Medine’ye hicret ettikten sonra Kur’an-ı Kerim’i ezberlemiş. Hadis-i Şeriflerle meşgul olmuştur. Hadis rivayetinde çok geniş bilgi sahibi olarak, Hz. Ömer, Hz. Ali, Hz. Abdullah İbn-i Mes’ud gibi ashabın uluları arasında O da fetva vermiştir. Hz. Ömer’in halifeliği devresinde şöhreti her tarafa yayılmıştır. Her yerden müslümanlar gelip O’ndan mesele sorarlar, müşkülerini hallederlerdi.

Hz Osman zamanında, hicrdiin 27’inci yılında, Afrika’nın fethine giden orduya O’da katılmış, Hz. Ali zamanında bir ara Valiliği yapmıştır. Hicretin 48’incl yılında Arapların istanbul’u fethetmek için açtıkları ve Hz. Ebü Eyyübe-l Ensari hazretlerinin şehid düşdüğü sefere de katılmıştır.

Binden fazla hadis rivayet eden sahabelerdendir. 1660 hadis-i şerif rivayet etmiştir. Ashap içinde en başta gelen yedi fıkıh bilgininden biri O’dur.

Hz Abdullah’ın derin ilmini anlatmak için O’na Bahr (Deniz), Ümmetin büyük alimi denir.

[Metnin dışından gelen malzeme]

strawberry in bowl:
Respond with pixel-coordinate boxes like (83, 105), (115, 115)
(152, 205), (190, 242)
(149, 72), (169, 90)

Abdullah İbn-i Abbas Peygamber efendimizden bizzat işiterek rivâyet ettiği bazı hadîs-i şerîfler şunlardır:

“Kur’ân-ı kerîme saygı göstermek, E’ûzü okuyarak başlamakla olur ve Kur’ân-ı kerîm’in anahtarı besmeledir.”

“Ölünün mezardaki hali, imdâd diye bağıran denize düşmüş kimseye benzer. Boğulmak üzere olan kimse, kendisini kurtaracak birini beklediği gibi, meyyit de babasından, anasından, kardeşinden arkadaşından gelecek bir duâyı gözler. Kendisine bir duâ gelince, dünyânın hepsi kendisine verilmiş gibi sevinmekten daha çok sevinir. Allahü teâlâ, yaşayanların duâları sebebi ile, ölülere dağlar gibi çok rahmet verir. Dirilerin de ölülere hediyesi, onlar için duâ ve istiğfar etmektir.”

“Allahü teâlâ’nın size verdiği sayısız ni’metler için Onu seviniz. Beni de Allahü teâlâyı sevdiğiniz için seviniz.”

“Beş şeyden önce beş şeyi fırsat ve ganîmet bil. İhtiyârlık gelmeden gençliği, hastalık gelmeden sıhhati, yoksulluk gelmeden zenginliği, meşgûliyyet gelmeden rahatı ve ölüm gelmeden hayatı, ganîmet bil!”

“Öğretiniz, müjdeleyiniz, güçleştirmeyiniz.”

“Ümmetimden iki sınıf düzgün olursa bütün insanlar düzgün olur. Bunlar bozulursa insanlar da bozulur. Bu iki sınıf âmirler ve âlimlerdir.”

“Kur’ân-ı kerîmi kendi arzusuna (görüşüne) göre tefsîr eden Cehennemdeki yerine hazırlansın.”

“Tevbe ve istiğfara devam eden kimseye Allahü teâlâ her sıkıntıdan bir kurtuluş ve her darlıktan bir genişlik verir ve ummadığı yerden kendisini rızıklandırır.”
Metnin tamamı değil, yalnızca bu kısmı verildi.